Source: Gibson Shipbrokers
According to Gibson, “for context, secondhand (basis 5 years old) MR values faced a downward trend through much of 2020, before stabilising in 2021 and growing impressively from $29 million in December to $34m at the time of writing. In fact, $34m for a 5 year old MR tanker today exceeds the price of a newbuild MR back in January 2021, and overall represents a 17% increase in the last 18 months. Aframaxes have shown even more impressive price rises, with a 5 year old values rising 50% since January 2021 to $51m to exceed newbuilding prices seen in early 2021”.
The shipbroker added that “yet prices could still be driven higher. Clearly, asset values will remain supported whilst the spot markets continue to be exceptionally strong. However, other factors could be equally as impactful. The implementation of a Russian oil embargo and a corresponding Western insurance ban will prevent many owners currently willing to transport Russian oil from doing so. As we move closer to December, it is likely that increased S&P activity will occur for buyers based in Russia, the Middle East and Asia, which will continue to support prices and mark a continuation of a trend already seen since the invasion”.
“Conversely, any easing of sanctions against Iran or Venezuela could have the opposite effect. If sanctions against these countries were to be removed, much of the current fleet servicing these trades could migrate into Russian business – again another trend observed to some extent already. There is also the question as to whether Europe has the resolve to press ahead with its Russian oil embargo and insurance ban at the end of the year, having recently softened current sanctions relating to Russian energy exports. Such an embargo could become even more difficult to enact, if Iranian and Venezuelan barrels remain off the market. Finally, there is the wider macroeconomic picture. Slowing global growth and recessionary fears all have the potential to lower demand for tankers and thus impact asset values and, whilst most major forecasting agencies still predict growth, consumer and business confidence continues to decline”, Gibson noted.

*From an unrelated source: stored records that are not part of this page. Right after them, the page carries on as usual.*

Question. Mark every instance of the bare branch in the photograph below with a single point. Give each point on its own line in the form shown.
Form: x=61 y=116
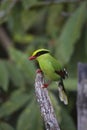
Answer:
x=45 y=104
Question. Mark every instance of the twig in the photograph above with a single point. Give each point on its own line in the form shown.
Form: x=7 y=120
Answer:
x=82 y=97
x=46 y=107
x=53 y=2
x=5 y=40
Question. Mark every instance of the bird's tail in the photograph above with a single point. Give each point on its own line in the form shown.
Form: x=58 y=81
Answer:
x=62 y=93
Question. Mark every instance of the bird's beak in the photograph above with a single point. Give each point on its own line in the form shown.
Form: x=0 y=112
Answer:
x=32 y=57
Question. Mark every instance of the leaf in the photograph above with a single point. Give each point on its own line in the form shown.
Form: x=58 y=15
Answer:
x=30 y=18
x=14 y=20
x=4 y=77
x=86 y=41
x=71 y=33
x=24 y=64
x=5 y=126
x=30 y=118
x=15 y=74
x=53 y=22
x=17 y=100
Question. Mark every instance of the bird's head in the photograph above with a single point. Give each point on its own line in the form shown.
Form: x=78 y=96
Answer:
x=38 y=53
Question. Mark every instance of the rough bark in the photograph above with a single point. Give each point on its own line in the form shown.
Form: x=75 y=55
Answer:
x=45 y=104
x=82 y=97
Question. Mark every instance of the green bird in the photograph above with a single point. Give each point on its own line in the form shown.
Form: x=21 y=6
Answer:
x=52 y=69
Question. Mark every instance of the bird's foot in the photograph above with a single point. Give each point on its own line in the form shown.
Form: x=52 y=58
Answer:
x=38 y=71
x=45 y=85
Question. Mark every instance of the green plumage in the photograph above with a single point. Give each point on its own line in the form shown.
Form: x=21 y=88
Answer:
x=51 y=69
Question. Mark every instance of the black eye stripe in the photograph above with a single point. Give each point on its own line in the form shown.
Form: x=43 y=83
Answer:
x=41 y=52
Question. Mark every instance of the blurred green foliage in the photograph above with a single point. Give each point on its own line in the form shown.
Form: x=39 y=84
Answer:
x=32 y=24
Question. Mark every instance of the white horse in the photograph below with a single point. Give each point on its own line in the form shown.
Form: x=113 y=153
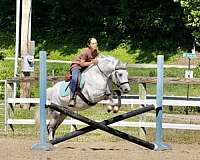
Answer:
x=96 y=85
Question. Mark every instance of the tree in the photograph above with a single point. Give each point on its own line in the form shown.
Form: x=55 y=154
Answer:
x=192 y=17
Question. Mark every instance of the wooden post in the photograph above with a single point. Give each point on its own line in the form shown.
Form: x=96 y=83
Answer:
x=25 y=46
x=142 y=96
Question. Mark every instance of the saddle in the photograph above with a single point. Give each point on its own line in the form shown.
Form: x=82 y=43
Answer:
x=64 y=87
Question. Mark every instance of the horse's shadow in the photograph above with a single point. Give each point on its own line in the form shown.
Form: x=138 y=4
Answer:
x=96 y=148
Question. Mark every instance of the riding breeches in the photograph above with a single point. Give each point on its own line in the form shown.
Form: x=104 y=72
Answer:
x=73 y=84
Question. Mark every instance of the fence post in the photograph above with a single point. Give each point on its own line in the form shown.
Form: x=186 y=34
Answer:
x=159 y=102
x=43 y=145
x=142 y=96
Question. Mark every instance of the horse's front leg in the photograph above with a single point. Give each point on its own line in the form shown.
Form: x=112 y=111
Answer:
x=57 y=119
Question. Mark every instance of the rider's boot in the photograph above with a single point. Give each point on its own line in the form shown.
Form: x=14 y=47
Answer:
x=72 y=101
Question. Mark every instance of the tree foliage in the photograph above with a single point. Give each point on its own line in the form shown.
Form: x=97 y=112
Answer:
x=151 y=26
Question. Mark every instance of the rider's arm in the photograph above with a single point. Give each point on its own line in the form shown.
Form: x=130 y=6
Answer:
x=83 y=63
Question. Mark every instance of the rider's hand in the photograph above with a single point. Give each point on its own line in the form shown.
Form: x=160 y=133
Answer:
x=95 y=61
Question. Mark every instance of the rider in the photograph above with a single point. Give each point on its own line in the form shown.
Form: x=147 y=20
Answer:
x=85 y=59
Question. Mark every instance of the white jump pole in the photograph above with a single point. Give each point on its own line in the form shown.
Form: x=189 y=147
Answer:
x=43 y=144
x=159 y=102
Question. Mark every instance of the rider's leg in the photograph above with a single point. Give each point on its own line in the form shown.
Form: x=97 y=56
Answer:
x=73 y=85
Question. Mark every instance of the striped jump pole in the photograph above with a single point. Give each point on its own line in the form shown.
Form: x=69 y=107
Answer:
x=43 y=144
x=105 y=122
x=102 y=126
x=159 y=102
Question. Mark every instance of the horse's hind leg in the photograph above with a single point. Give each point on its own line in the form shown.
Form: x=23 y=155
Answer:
x=57 y=119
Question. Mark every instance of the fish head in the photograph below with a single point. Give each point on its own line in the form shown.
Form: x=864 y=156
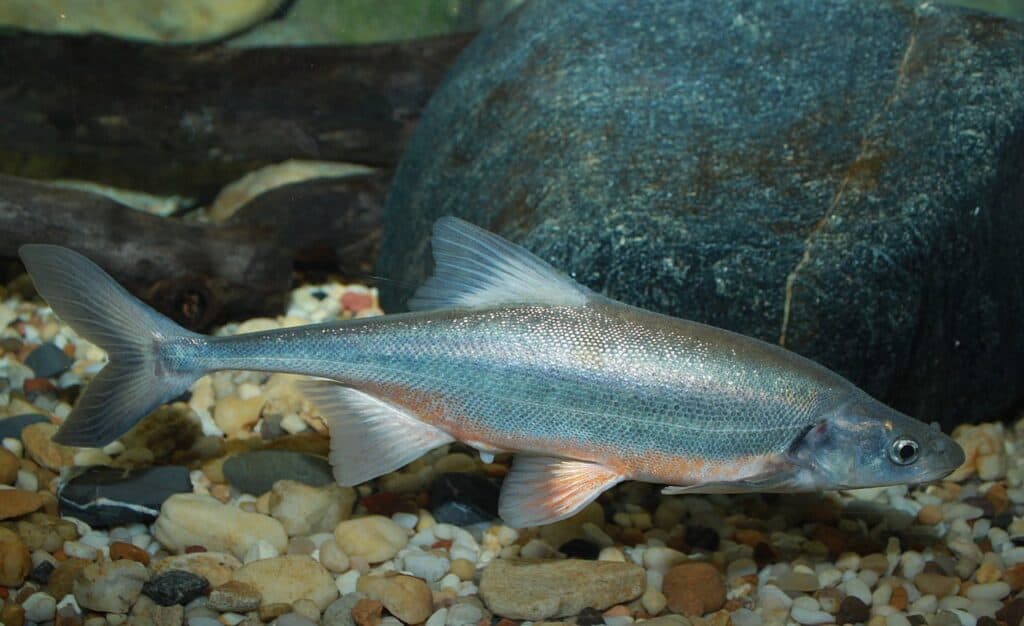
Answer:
x=863 y=443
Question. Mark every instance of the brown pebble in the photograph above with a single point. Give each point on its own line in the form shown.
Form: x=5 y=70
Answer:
x=367 y=612
x=268 y=613
x=996 y=495
x=8 y=467
x=898 y=598
x=1015 y=577
x=750 y=537
x=694 y=588
x=936 y=584
x=1012 y=614
x=876 y=562
x=17 y=502
x=852 y=611
x=122 y=549
x=15 y=560
x=833 y=538
x=12 y=615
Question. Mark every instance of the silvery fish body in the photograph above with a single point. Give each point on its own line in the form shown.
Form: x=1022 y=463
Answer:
x=506 y=355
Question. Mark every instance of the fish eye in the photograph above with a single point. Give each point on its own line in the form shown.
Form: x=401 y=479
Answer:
x=903 y=451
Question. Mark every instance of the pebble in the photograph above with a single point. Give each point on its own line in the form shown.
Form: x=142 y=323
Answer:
x=852 y=611
x=339 y=613
x=8 y=466
x=407 y=597
x=15 y=559
x=695 y=588
x=936 y=584
x=427 y=566
x=39 y=607
x=175 y=587
x=304 y=510
x=104 y=497
x=528 y=590
x=194 y=519
x=110 y=586
x=17 y=502
x=255 y=472
x=289 y=578
x=464 y=498
x=988 y=591
x=41 y=449
x=375 y=538
x=216 y=568
x=235 y=596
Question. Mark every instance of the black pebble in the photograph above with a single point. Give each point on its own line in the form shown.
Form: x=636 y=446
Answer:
x=12 y=426
x=255 y=472
x=48 y=361
x=175 y=587
x=590 y=617
x=1003 y=520
x=462 y=499
x=104 y=496
x=41 y=573
x=701 y=538
x=852 y=611
x=580 y=548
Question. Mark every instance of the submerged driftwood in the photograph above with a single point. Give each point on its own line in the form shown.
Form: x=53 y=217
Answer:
x=204 y=275
x=188 y=120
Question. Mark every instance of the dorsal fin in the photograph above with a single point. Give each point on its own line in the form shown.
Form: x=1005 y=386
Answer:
x=476 y=268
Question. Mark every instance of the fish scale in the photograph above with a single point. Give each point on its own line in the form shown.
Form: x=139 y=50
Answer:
x=503 y=352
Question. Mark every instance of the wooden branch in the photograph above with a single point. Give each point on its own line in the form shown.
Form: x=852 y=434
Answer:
x=203 y=275
x=188 y=120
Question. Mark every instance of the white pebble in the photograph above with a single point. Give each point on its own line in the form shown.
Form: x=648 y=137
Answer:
x=347 y=581
x=426 y=566
x=293 y=424
x=857 y=588
x=260 y=550
x=77 y=549
x=13 y=446
x=745 y=617
x=810 y=617
x=96 y=539
x=438 y=618
x=27 y=481
x=988 y=591
x=39 y=608
x=925 y=604
x=408 y=520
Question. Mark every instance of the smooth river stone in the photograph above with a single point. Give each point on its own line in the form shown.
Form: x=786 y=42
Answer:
x=187 y=519
x=104 y=496
x=538 y=590
x=255 y=472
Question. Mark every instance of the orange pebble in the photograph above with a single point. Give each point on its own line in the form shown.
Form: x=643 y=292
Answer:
x=121 y=549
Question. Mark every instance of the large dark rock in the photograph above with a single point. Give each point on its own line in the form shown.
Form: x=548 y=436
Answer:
x=844 y=178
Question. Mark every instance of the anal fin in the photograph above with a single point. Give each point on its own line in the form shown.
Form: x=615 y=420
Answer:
x=542 y=490
x=369 y=435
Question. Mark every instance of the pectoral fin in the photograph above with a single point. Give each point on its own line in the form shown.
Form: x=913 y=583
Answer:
x=541 y=490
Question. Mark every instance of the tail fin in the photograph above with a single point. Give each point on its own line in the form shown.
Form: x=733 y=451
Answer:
x=132 y=384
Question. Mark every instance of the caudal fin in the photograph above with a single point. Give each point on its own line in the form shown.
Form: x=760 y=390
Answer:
x=132 y=384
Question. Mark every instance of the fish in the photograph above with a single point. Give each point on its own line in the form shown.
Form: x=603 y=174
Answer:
x=505 y=353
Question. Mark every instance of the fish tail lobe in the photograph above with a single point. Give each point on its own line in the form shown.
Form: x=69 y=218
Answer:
x=136 y=379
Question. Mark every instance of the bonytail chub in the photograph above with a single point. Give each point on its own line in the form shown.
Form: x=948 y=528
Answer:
x=506 y=355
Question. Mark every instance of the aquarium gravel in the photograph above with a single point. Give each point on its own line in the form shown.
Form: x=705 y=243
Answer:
x=255 y=538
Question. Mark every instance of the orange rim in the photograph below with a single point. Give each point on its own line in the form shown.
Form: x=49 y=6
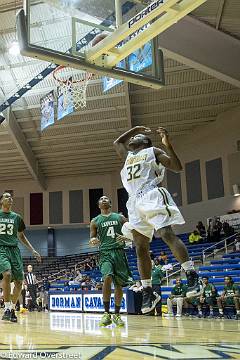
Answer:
x=61 y=67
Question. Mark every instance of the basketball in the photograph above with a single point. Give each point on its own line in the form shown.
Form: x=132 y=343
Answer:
x=98 y=38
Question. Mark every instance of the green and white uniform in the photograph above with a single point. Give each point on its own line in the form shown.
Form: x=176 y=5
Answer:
x=112 y=259
x=230 y=290
x=10 y=256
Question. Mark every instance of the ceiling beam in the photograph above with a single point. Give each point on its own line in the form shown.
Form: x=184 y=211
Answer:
x=202 y=47
x=220 y=13
x=25 y=150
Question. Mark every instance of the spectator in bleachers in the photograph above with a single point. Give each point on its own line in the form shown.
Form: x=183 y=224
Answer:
x=208 y=297
x=177 y=296
x=227 y=229
x=1 y=298
x=137 y=287
x=157 y=276
x=98 y=286
x=201 y=229
x=78 y=278
x=214 y=229
x=237 y=243
x=151 y=254
x=194 y=237
x=229 y=297
x=163 y=259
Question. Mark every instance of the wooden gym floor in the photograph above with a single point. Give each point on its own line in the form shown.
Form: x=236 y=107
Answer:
x=58 y=335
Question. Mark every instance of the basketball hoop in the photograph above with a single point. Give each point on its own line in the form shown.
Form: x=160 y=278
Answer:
x=72 y=85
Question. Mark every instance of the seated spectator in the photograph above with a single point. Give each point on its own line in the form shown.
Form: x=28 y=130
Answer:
x=137 y=287
x=78 y=278
x=151 y=254
x=177 y=296
x=201 y=229
x=227 y=229
x=214 y=229
x=208 y=297
x=237 y=243
x=194 y=237
x=163 y=259
x=230 y=296
x=98 y=286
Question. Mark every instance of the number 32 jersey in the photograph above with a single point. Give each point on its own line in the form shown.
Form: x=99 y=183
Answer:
x=10 y=224
x=141 y=171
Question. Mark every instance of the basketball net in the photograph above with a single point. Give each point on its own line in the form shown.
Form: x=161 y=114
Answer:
x=72 y=85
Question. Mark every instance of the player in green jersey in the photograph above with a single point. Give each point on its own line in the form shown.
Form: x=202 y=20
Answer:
x=105 y=232
x=11 y=266
x=230 y=296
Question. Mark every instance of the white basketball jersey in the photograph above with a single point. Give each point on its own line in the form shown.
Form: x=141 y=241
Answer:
x=141 y=171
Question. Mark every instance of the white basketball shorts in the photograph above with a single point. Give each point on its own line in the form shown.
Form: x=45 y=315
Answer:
x=153 y=211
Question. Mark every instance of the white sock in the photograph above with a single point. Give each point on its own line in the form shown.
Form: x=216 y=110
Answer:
x=146 y=283
x=188 y=265
x=7 y=305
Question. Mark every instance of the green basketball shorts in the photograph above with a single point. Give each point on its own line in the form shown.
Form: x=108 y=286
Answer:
x=114 y=263
x=11 y=259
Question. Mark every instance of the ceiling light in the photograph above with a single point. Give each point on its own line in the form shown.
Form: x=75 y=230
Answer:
x=236 y=190
x=14 y=48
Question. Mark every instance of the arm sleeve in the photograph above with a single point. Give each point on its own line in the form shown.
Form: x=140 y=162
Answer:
x=21 y=225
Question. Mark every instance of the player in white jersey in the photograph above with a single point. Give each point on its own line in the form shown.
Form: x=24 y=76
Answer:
x=150 y=206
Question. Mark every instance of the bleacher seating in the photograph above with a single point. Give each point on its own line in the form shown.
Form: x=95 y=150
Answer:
x=228 y=265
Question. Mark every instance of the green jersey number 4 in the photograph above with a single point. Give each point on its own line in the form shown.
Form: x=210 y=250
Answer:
x=111 y=232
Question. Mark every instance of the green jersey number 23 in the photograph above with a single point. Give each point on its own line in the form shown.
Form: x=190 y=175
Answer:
x=6 y=229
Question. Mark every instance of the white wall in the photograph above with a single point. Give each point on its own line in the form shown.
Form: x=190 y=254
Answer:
x=218 y=139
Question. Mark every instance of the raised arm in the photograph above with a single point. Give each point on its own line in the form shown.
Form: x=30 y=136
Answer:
x=120 y=143
x=170 y=159
x=25 y=242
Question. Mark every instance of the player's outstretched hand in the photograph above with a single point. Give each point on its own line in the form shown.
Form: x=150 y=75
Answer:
x=163 y=135
x=94 y=242
x=124 y=240
x=37 y=256
x=120 y=238
x=143 y=129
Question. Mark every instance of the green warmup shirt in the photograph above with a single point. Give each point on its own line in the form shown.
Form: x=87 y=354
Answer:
x=10 y=224
x=108 y=226
x=208 y=291
x=157 y=275
x=179 y=290
x=231 y=289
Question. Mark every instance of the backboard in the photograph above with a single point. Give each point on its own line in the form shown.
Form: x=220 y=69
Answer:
x=62 y=31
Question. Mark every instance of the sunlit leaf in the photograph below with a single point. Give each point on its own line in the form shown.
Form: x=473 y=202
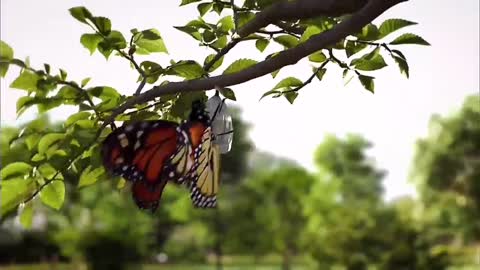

The shipbroker concluded that “ultimately, there is still the potential for further upside in tanker asset values; however, increasingly the downside risk is coming into focus. Owners can take comfort from a low orderbook and be encouraged by the reallocation of trade prompted by Russia’s invasion of Ukraine, yet how they balance this against the broader macroeconomic picture will ultimately depend on their appetite for risk”.